We will examine the ways in which human judgment and inputs can ensure that AI outputs are garnered to produce ethical, responsible, and accurate results.  Human judgment paired with machine-rendered inputs are critical legal advocacy.  No single legal client wants to avail itself – or its legal position – to decisions made about their documents purely by machines.  While we appreciate the power and intelligence of algorithmic assistance, we are focused on finding the right balance of those results, finally etched upon by attorney decisions.

As a part of this ongoing practical and academic examination, we remain committed to studying the efficacy and attributes of technology-enhanced results, based on training data, and evaluating how those results might be relied upon – or in some instances questioned for bias – depending upon what that data holds.  

An important element of this research focuses on the underlying technology techniques as well as the data set itself: this becomes an exercise in scrutinizing the quality of the inputs that go into AI workflows, to search for any attributes that would require us to question even unintentional, inherent quality concerns with the training process.

For example, we would explore whether using training data from a particular classification of data ‘custodian’ (male or female, for example) produces biased results that detract from overall truth-seeking objectives.  We will also filter for certain types of ‘issue focuses’ within training data sets, to see whether the resulting model is biased to a given subset of issues.

For the final component of our study, we will evaluate the impact on bias that might be borne from the document labels themselves.  We will set out to examine the labeling of responsive documents from key selected custodians to test the model’s bias.

Underlying all of this is a need to test and define the impact of human involvement in building search algorithms.  It is important to establish a very basic principle:  we are only embarking on the deployment – and scrutinty – of technology assisted review – for the ultimate goal to discover truth and accuracy in the facts that underpin legal matters.

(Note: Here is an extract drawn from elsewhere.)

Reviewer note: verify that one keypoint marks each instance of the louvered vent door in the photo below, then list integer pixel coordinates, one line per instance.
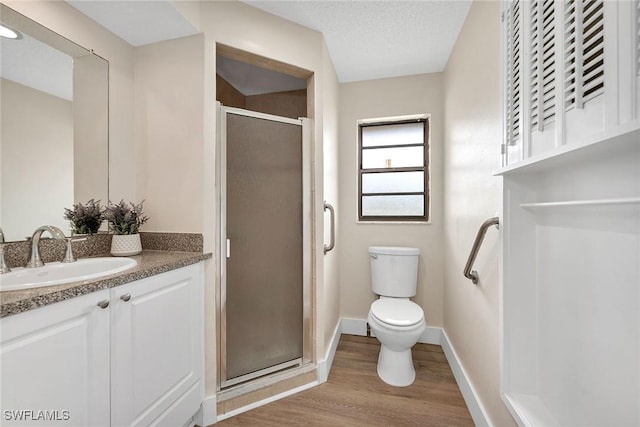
(513, 89)
(542, 75)
(584, 77)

As such, we focus on the proper techniques in  (i) training and validating data preparation, (ii) selecting algorithms and methodologies including active learning and other available approaches, (iii) choosing search features, including the selection of parameters of an algorithm, (iv) determining cut-off scores and their implications, and (v) manually reviewing documents to substantiate our research.

III.        Impact of the Proposed Study

The thrust of this research is highly consequential for the practice of law and the administration and achievement of truth and justice.  Corporate clients and their outside counsel are deeply invested in the inquiries, examanations, and results of this study.  It is essential for the legal community to know how best to harness technology to achieve speed, cost efficiency and the finding of ‘truth’ in legal scenarios. And we hope that this study will be an invaluable contribution to the fascinating integration of AI into legal services, and an important check on its outer limits.

Throughout the next phase of our study we will explore and describe the ways in which bias, mechanics, and vigilance on AI outputs can be realistically evaluated.  We will focus on keeping the technology accessible and reliable, within what we see as important new boundaries, while striving for the discovery of truthful, equitable and defensible results.